He dated me before I started drinking. I feel like he deserves a consolation bj for all the effort he had to put in to get in my pants.
He managed to completely creep out every girl I was with last night. It was almost inspiring how efficient it was.
there's a sledge hammer in the bottom of the swimming pool... so whatever happened last night was probably awesome
We have a tower of vodka coming. OF VODKA
He just referred to himself as a sharp shooter. I had sex with that.
I was just told that i'm a premature cuddler. . . What does that even mean?
Whatever it is you failed
She ended up puking in the bathroom. But she's a good drunk... i told her to stay in there so i could dance til the club closed. She was still in the stall an hour later.

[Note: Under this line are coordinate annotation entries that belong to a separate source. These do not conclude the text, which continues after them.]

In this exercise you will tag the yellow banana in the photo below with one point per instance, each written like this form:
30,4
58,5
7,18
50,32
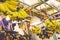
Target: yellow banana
11,7
13,3
23,13
2,8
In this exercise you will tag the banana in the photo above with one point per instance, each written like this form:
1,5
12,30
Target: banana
2,8
11,7
23,13
13,3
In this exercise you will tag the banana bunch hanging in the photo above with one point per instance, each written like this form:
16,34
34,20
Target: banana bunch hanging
53,25
49,24
10,6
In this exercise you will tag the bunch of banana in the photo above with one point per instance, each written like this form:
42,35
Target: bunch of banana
49,24
10,6
23,13
35,29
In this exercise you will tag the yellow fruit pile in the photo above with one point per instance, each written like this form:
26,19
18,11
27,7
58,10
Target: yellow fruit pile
10,6
53,25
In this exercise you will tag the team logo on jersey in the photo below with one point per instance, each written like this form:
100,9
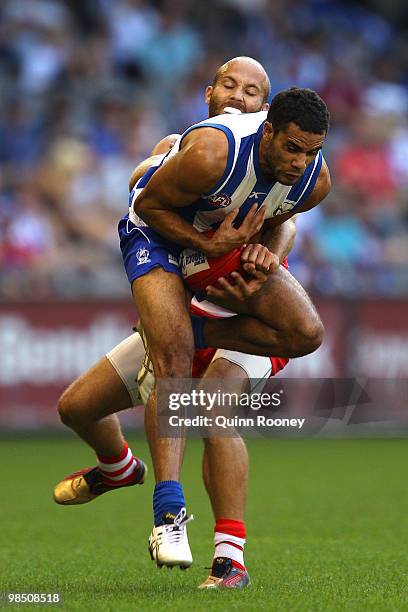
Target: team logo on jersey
283,208
256,194
173,259
221,200
142,256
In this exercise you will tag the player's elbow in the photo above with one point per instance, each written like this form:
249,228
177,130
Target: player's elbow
70,408
140,206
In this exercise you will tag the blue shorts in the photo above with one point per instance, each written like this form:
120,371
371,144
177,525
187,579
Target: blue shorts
144,249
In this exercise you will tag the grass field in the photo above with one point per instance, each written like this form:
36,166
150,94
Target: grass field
327,530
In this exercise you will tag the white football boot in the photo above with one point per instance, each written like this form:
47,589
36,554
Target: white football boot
168,544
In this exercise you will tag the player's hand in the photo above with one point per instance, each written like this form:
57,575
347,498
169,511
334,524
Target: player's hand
238,288
227,237
258,257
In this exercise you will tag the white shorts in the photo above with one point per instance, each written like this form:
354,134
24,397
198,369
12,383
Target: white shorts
128,357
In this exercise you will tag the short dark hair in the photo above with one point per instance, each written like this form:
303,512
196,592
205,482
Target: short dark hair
301,106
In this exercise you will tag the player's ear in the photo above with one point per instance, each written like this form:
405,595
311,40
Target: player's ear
267,129
208,91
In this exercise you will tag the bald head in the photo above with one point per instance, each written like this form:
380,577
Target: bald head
248,66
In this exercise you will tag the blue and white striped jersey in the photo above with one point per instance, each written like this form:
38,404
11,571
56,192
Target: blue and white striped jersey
242,184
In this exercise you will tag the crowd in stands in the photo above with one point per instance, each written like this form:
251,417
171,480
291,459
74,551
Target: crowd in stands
89,87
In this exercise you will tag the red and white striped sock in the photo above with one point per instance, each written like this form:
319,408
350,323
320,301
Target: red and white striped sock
118,470
229,540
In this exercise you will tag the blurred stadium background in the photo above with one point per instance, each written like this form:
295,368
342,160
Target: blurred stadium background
88,87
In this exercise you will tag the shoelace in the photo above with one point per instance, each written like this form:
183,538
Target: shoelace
182,519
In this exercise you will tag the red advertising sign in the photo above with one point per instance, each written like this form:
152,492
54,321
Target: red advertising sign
43,347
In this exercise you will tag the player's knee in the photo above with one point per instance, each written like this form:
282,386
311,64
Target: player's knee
68,409
309,336
173,362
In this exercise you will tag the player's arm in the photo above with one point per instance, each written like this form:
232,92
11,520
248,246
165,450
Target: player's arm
194,170
320,191
259,260
163,146
271,248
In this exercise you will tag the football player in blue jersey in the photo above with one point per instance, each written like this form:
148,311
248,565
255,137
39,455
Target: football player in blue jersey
172,204
241,84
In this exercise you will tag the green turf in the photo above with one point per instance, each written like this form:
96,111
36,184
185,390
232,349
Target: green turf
327,530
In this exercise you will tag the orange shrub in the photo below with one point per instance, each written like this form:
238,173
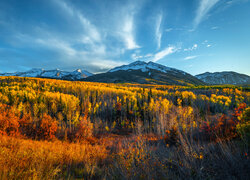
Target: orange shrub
8,121
48,127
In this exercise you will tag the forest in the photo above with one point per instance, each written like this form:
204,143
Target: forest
55,129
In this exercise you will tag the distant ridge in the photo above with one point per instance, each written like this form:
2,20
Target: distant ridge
54,74
146,73
225,77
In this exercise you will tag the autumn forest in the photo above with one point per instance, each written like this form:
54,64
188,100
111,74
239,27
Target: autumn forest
54,129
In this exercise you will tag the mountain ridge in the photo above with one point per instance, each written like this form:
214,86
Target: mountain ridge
224,77
146,73
78,74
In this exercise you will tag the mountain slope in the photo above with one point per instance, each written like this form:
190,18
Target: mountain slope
54,74
225,77
146,73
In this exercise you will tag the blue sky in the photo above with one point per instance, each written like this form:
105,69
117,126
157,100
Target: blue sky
191,35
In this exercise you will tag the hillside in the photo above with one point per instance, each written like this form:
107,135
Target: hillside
53,74
146,73
225,77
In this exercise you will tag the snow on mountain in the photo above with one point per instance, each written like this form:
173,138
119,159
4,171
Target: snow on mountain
225,77
55,74
145,67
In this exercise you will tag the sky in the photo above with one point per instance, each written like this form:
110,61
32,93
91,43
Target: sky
195,36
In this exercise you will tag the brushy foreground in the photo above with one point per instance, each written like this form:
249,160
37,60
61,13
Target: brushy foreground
119,157
53,129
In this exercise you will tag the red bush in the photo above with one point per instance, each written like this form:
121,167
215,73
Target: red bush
48,127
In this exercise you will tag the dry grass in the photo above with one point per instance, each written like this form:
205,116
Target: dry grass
122,157
28,159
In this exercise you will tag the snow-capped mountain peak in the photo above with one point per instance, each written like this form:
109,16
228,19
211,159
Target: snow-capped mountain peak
54,73
145,67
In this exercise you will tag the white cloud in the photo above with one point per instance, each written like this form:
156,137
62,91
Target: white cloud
167,51
190,57
214,28
158,33
169,29
204,7
194,47
127,33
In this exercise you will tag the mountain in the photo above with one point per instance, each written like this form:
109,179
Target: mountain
54,74
146,73
225,77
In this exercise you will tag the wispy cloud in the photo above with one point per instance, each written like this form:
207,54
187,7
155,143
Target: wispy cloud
214,27
167,51
169,29
204,7
194,47
127,33
190,57
158,33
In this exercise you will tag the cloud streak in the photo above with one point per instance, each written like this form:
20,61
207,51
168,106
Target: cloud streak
158,33
127,33
204,7
167,51
190,57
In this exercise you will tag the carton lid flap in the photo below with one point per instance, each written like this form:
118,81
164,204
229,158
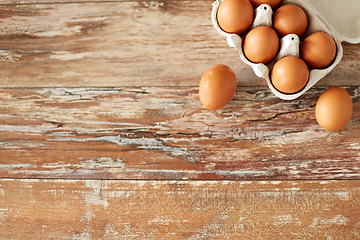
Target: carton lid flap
342,16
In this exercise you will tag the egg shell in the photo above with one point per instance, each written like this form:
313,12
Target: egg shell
289,44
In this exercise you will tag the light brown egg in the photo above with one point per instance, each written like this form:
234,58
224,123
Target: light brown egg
272,3
334,109
217,87
290,19
289,75
318,50
261,44
235,16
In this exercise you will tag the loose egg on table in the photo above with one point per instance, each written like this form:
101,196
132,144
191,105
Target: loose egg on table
217,87
334,109
272,3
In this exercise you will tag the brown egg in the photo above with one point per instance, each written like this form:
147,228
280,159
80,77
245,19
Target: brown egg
334,109
289,74
290,19
217,87
235,16
318,50
261,44
272,3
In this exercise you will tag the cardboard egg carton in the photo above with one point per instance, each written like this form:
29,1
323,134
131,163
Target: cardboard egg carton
346,23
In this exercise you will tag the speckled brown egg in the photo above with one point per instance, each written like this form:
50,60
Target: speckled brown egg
289,75
318,50
290,19
261,44
272,3
235,16
217,87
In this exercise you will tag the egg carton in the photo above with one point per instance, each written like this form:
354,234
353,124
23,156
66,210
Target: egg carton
289,44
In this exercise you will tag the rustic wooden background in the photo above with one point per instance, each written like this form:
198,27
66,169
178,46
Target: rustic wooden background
103,136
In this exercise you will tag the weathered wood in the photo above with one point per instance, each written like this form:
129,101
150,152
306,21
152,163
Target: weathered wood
165,133
95,209
168,43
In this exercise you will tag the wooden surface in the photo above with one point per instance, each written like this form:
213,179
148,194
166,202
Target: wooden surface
103,136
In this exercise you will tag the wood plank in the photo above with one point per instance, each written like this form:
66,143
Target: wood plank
169,43
165,133
95,209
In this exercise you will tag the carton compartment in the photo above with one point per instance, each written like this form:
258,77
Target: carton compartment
289,44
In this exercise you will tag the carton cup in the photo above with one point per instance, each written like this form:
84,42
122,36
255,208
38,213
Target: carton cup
323,16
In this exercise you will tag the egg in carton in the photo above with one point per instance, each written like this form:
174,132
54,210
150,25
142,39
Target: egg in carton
289,44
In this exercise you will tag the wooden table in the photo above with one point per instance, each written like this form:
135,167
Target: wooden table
103,136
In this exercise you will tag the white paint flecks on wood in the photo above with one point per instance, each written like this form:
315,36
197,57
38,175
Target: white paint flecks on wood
103,209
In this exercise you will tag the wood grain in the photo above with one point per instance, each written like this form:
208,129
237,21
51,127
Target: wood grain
165,133
167,43
48,209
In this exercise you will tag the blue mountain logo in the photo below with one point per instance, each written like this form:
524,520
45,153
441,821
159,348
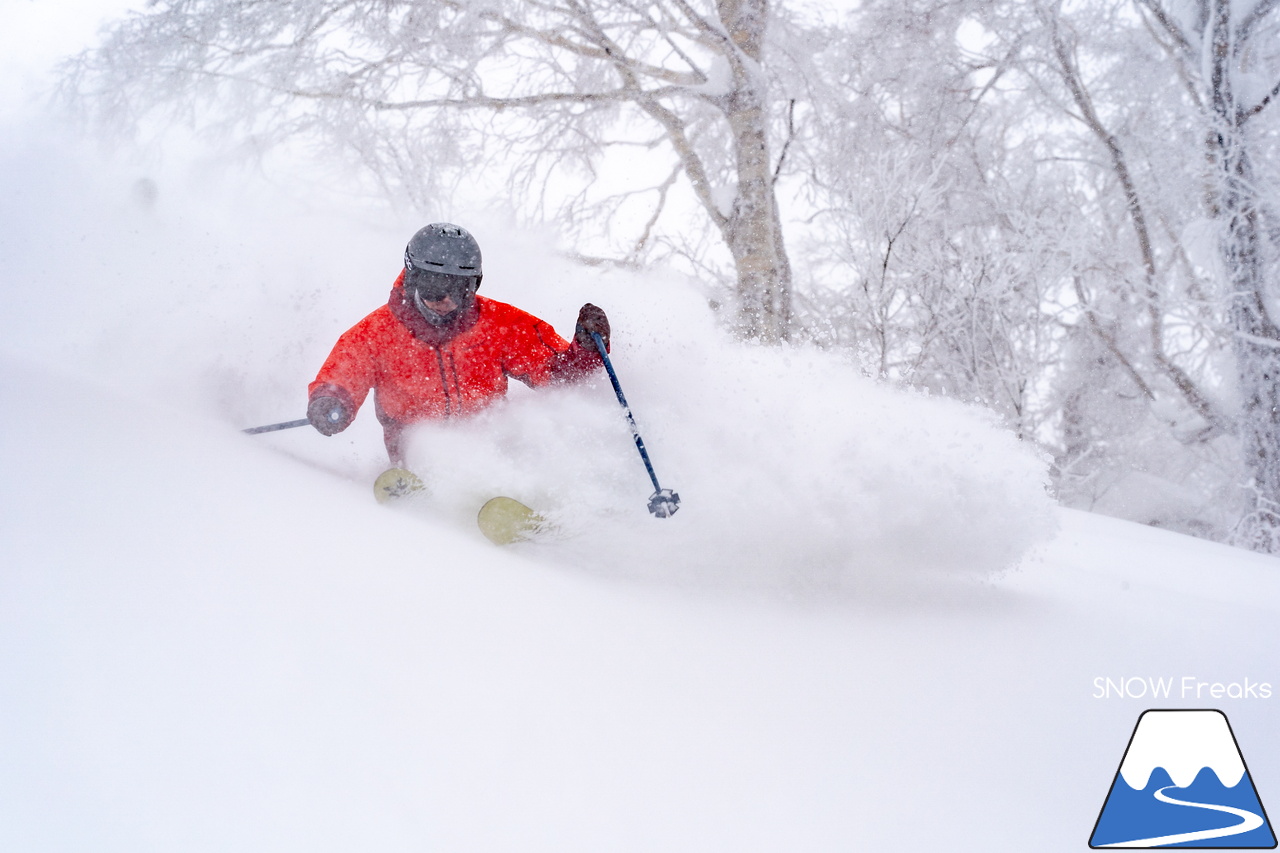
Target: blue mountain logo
1183,783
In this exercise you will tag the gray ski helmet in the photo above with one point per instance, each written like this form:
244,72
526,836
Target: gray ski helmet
443,247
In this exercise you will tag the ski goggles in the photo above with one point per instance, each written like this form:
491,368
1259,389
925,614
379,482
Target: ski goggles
433,287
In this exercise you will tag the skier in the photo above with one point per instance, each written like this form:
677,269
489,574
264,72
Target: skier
437,350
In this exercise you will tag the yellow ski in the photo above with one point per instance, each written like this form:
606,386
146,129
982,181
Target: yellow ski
504,520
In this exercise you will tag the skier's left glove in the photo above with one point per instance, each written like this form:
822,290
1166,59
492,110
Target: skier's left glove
592,319
328,415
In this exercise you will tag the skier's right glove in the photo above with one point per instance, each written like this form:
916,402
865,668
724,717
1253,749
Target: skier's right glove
328,415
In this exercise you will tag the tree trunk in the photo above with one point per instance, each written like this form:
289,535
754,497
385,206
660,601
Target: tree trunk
754,228
1256,337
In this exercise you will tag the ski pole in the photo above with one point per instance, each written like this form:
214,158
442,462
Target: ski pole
663,502
272,428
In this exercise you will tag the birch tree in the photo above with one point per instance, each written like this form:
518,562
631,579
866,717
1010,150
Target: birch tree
430,92
1175,96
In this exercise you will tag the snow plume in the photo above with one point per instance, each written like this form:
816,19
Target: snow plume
794,470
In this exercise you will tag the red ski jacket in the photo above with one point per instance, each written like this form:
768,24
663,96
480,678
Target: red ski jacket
421,372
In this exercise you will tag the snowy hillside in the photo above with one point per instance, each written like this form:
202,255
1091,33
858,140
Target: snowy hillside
867,629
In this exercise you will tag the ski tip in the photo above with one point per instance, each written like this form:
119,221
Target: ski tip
397,483
506,520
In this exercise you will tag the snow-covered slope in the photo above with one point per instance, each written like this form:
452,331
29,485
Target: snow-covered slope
208,646
848,639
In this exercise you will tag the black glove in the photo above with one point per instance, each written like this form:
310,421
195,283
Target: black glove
592,319
328,415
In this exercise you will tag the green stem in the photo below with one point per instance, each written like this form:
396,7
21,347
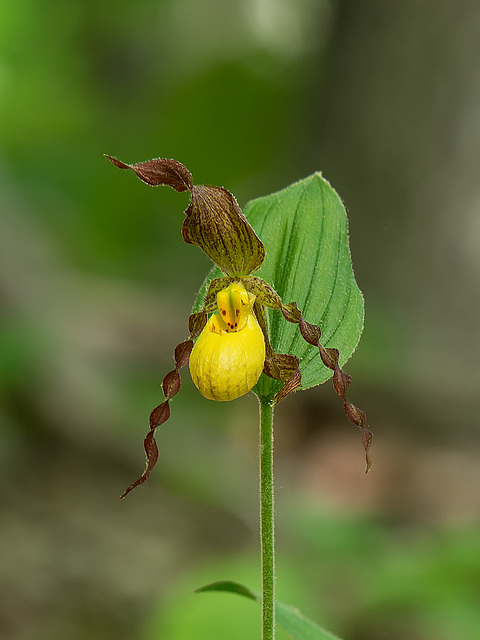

Haha I'm surprised I didn't see you I was drunkenly buying $70 in merchandise including a vibrating cock ring at that cvs around that time
He put his hand in my cleavage. NOT ON. IN. BETWEEN. NO more gingers
We weren't even through customs yet, and we got offered weed. You would love Jamaica.
TGIFridays...stall number 1...drunk...send help
Boobs have been pretty central in my life somehow lately which makes me question if I am truly gay
I'm going to force her to break up with me this week. Tonight I plan to shit the bed. If that doesn't work I'm not sure what's next.
How long do I have to listen to him talk about the chickens before telling him I just really want to fuck? Note: it's already been twelve minutes.
woke up with 8 used magnum condoms bound together by floss around my neck, thats about all im gonna tell you.